しかし予想してたからと言って、それが悲しくないはずはなかった。言われたことももちろんだが、言わせてしまったことも絵梨子にはつらいことだ。
最愛の恋人にこんなことを言わせてしまう、それは恋人として罪と言ってもいいだろう。
(……でも、いいわ。全部、受け止めてあげるから)
「……離して、ください」
腕を掴まれながらも振り返ろうとしないときなは、まだまだ震えたままの声でそう言った。というよりも、短くそう口にするのが精いっぱいだったのだろう。
絵梨子には見せないが、瞳の奥に熱さを感じている。潤んでいるのはときな自身自覚はある。
「いや、もう離さない。絶対にね」
それはもちろん、この手を二度と離さないという意味ではない。ときなもそれを察して
「……やめて、ください」
心から悔しそうな声を出した。
その理由は絵梨子にもわかった。
「い、った、じゃない、ですか。無駄、だって、いくら、先生が…、私を【助けて】くれても変わらないって、また、繰り返すだけだって」
多分、このまま一人にしたらときなは泣き出すだろう。だが、今は泣かない。泣いてしまったら絵梨子への弱みになってしまうから。
「それが、何?」
「っ………」
「ときながつらかったら、苦しんでたら私は助けるわ。絶対。何があったってときなのところに駆けつける。何度でも」
「…………」
「まして、今目の前で泣いてるなら、なおさら、ね」
「……………」
実際に涙を流していないときなではあるが、絵梨子の言葉を否定することすらできない。
「ねぇ、ときな」
ときなの心が揺れ動いていることを悟った絵梨子は、今までのどんな言葉よりも優しくときなのことを呼んだ。
もうこんなことをさせないために。
しかし、
「やめてください!」
絵梨子の腕を振り切り、絵梨子と再び向き合ったときなは大きな声を出して絵梨子を遮った。

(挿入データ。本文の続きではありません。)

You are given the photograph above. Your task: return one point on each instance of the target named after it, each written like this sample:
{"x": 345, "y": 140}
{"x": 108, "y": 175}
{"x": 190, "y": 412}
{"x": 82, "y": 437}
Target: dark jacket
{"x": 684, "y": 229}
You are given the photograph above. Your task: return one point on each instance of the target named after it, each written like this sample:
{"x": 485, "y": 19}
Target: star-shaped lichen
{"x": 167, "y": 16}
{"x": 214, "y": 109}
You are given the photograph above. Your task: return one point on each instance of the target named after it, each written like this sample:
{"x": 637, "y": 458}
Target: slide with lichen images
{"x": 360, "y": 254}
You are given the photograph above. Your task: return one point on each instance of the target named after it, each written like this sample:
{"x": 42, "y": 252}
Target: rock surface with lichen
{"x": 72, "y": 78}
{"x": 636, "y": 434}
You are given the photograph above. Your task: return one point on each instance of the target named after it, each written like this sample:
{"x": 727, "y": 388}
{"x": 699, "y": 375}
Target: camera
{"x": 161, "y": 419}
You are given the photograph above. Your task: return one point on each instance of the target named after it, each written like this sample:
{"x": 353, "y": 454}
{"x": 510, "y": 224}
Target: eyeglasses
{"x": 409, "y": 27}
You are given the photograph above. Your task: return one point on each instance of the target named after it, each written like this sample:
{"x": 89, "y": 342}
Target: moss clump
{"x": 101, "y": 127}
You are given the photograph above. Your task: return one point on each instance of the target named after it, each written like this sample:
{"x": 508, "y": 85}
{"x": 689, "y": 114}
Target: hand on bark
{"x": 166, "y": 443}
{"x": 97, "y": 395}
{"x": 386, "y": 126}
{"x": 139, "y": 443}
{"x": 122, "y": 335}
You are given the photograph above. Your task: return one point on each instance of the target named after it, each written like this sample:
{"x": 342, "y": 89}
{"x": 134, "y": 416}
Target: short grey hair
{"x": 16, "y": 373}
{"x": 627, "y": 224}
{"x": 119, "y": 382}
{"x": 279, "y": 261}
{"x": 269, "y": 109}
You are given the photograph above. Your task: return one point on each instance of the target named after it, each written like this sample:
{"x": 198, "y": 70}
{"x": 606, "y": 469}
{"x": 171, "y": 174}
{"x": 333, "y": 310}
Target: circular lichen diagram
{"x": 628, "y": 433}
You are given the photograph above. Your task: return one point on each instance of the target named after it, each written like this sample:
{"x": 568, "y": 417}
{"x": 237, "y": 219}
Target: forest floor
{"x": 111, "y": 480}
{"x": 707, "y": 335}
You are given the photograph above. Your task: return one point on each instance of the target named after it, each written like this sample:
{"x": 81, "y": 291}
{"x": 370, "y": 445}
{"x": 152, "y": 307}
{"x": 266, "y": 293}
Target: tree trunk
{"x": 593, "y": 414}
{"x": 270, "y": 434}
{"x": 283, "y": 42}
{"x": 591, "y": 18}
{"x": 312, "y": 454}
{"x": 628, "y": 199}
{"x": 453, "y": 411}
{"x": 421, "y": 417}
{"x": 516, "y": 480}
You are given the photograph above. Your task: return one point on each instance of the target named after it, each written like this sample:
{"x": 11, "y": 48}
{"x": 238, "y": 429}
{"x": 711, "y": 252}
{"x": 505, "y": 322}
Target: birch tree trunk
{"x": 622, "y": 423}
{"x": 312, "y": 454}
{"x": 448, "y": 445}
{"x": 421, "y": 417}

「無駄だって、言ってるでしょう! いくら先生に優しくしてもらったって、私は……先生のことを信じられなくなる時が来るんですよ! 好きで、好きでたまらなくても、離ればなれになるのが怖くて、離れた後のことが信じられなくなって、苦しくて、痛くて……こんな想いをするのが嫌で、そんなのに耐えられなくて……そうですよ。私は、痛いのが、苦しいのが、嫌だから、これからもそんな思いをするのが嫌だから、もう先生とはいたくないんです。そんな、自分のことしか考えられないような人間なんですよ!? だから、先生は早く私のことなんて忘れればいいんです!」
それは必至な訴えだった。それが心からの本心ではないだろうに、ないからこそ言葉だけは必死にそれが本物のように見せかけた。

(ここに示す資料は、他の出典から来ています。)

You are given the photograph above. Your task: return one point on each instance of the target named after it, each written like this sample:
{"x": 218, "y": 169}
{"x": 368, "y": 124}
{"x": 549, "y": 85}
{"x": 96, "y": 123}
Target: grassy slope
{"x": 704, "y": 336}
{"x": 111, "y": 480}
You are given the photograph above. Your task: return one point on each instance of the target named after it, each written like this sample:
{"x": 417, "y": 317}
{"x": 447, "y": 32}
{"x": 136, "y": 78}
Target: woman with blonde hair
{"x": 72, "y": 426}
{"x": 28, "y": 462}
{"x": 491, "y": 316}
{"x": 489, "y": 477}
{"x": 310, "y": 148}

だが、絵梨子はそんなときなの気持ちをあっさりと見透かして
「ときな」
優しく、抱きしめた。
「……………っ」
離せ、とすら言えずときなは悔しそうに視線を下げる。
「私もね、臆病だった。前ときなにそんな風に言われて、どうすればいいのかわからなかった。……ちょっとだけ、同じ風に考えたりもしたのよ。私なんかと違ってときなにはこれからがいっぱいある。なら、私が身を引いた方がときなのためなんじゃないかってね」
「…………」
「でもね、やっぱりそんなの嫌。私は、ときなのことが好き……ううん、愛してるもの」
「っ………」
絵梨子は自分の腕の中でときながわずかにビクンとするのを感じた。ときなの心に言葉届いたのを感じた。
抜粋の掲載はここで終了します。